I can’t see why that should change. I recall interviewing the head of the Deutsche Borse sometime around 1990. “Frankfurt to London: We will bury you” was the headlined threat from him back then. Well, it didn’t happen, and there’s no reason why it should now, a quarter of a century later.
The latest Brexit-related matter to get my goat was the suggestion that Britain’s exit from the EU would be damaging for the UAE. British banks would foreclose on debts, especially those owed by Dubai; tourism from the UK would dry up as newly impoverished Brits opted for “staycations” in their dismal island; British investors would boycott the UAE’s dollar-lagged property sector.
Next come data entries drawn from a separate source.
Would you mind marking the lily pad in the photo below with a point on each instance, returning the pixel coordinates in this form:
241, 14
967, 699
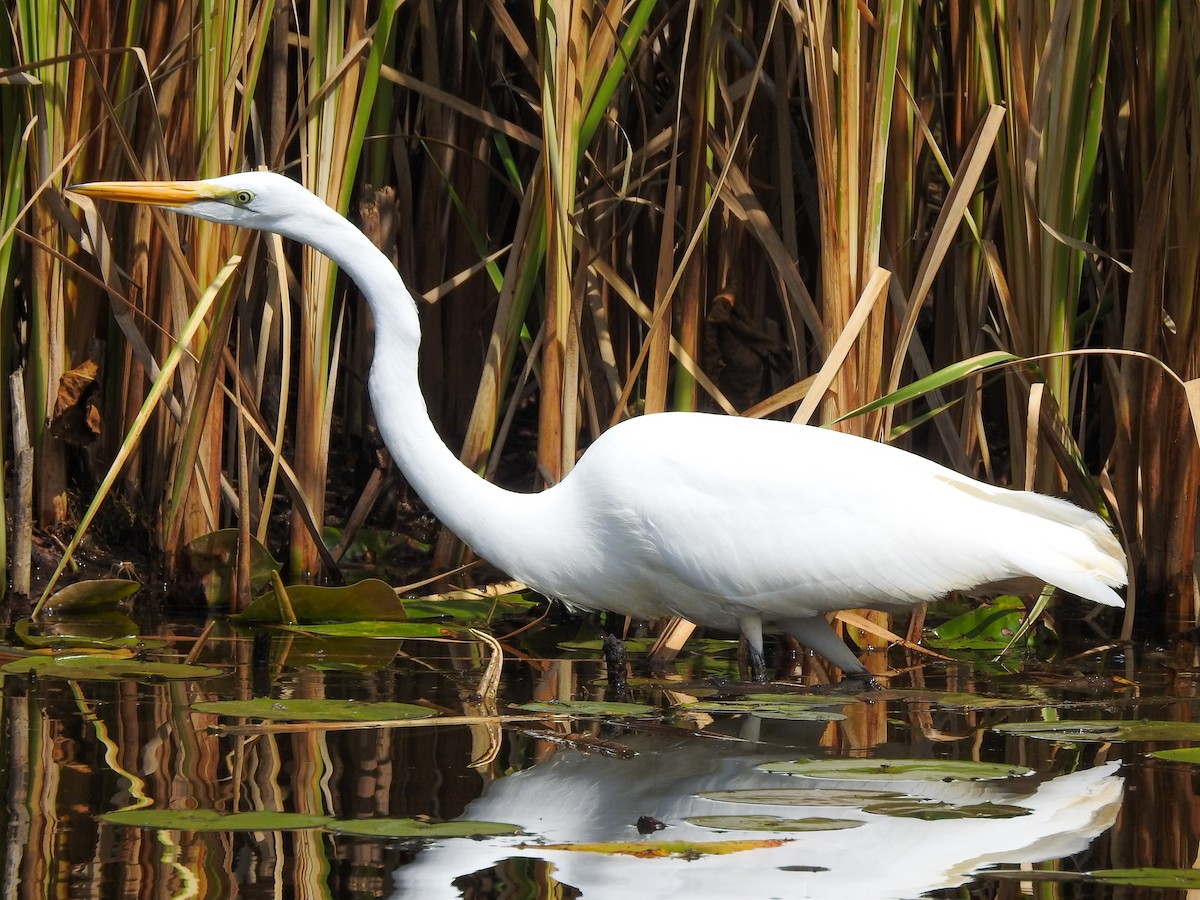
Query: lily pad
985, 628
369, 600
1084, 730
106, 669
1150, 877
1188, 754
208, 820
936, 811
1144, 877
317, 711
468, 611
763, 709
898, 769
373, 630
334, 654
801, 797
93, 594
96, 628
586, 707
417, 828
774, 823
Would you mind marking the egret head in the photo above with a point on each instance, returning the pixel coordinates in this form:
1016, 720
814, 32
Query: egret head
264, 201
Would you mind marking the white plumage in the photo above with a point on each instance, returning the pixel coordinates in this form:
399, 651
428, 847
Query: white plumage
735, 523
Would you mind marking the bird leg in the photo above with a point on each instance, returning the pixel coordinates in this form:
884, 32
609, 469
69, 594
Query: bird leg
617, 665
751, 629
816, 634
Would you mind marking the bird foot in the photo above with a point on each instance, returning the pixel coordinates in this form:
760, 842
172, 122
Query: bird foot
757, 666
618, 666
857, 683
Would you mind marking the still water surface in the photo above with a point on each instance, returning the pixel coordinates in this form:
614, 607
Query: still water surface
652, 804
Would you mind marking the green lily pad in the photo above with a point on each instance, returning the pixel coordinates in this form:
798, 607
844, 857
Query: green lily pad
369, 600
468, 611
1084, 730
763, 709
774, 823
634, 646
660, 850
1188, 754
586, 707
985, 628
375, 630
808, 700
1150, 877
106, 669
208, 820
898, 769
801, 797
976, 701
93, 594
417, 828
936, 811
317, 711
1144, 877
334, 654
94, 629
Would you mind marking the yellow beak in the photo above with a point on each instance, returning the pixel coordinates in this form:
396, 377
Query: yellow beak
159, 193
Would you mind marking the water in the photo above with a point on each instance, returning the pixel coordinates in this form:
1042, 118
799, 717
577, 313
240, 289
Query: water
73, 750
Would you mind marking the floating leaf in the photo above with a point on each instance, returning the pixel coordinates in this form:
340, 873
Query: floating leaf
93, 594
801, 797
898, 769
634, 646
369, 600
106, 669
637, 646
208, 820
1144, 877
1188, 754
317, 711
105, 629
468, 611
587, 707
1083, 730
985, 628
977, 701
1150, 877
935, 811
774, 823
417, 828
214, 557
654, 850
763, 709
373, 630
336, 654
808, 700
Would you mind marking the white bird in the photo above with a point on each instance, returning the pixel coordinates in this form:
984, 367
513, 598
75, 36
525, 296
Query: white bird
732, 523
I don’t see any of that happening. True, the UAE has some chunky financial obligations to meet in the coming years and debts to UK institutions will be significant: the UAE is the biggest debtor among the $94bn in GCC maturities estimated by HSBC to be falling due this year and next, and Dubai is the biggest element in that.
But these debts were known about well before the Brexit vote. If anything, interest rates are likely to fall in Britain post-Brexit and the Fed is less likely to raise rates in the turmoil that has followed. That amounts to cheaper terms for Dubai and UAE entities seeking to refinance or raise new money.
Bond market experts report that spreads for emerging-market debt (which includes the UAE) have tightened in the wake of the UK vote, which is traderspeak for more demand by international investors, including UK investors and therefore means cheaper loans.
UK property investors may take pause but there is no reason they will stay away for ever.
If anything, life in the UAE should be more appealing to the British. They will realise quickly that Brexit is not the end of the world and may be the beginning of a better one.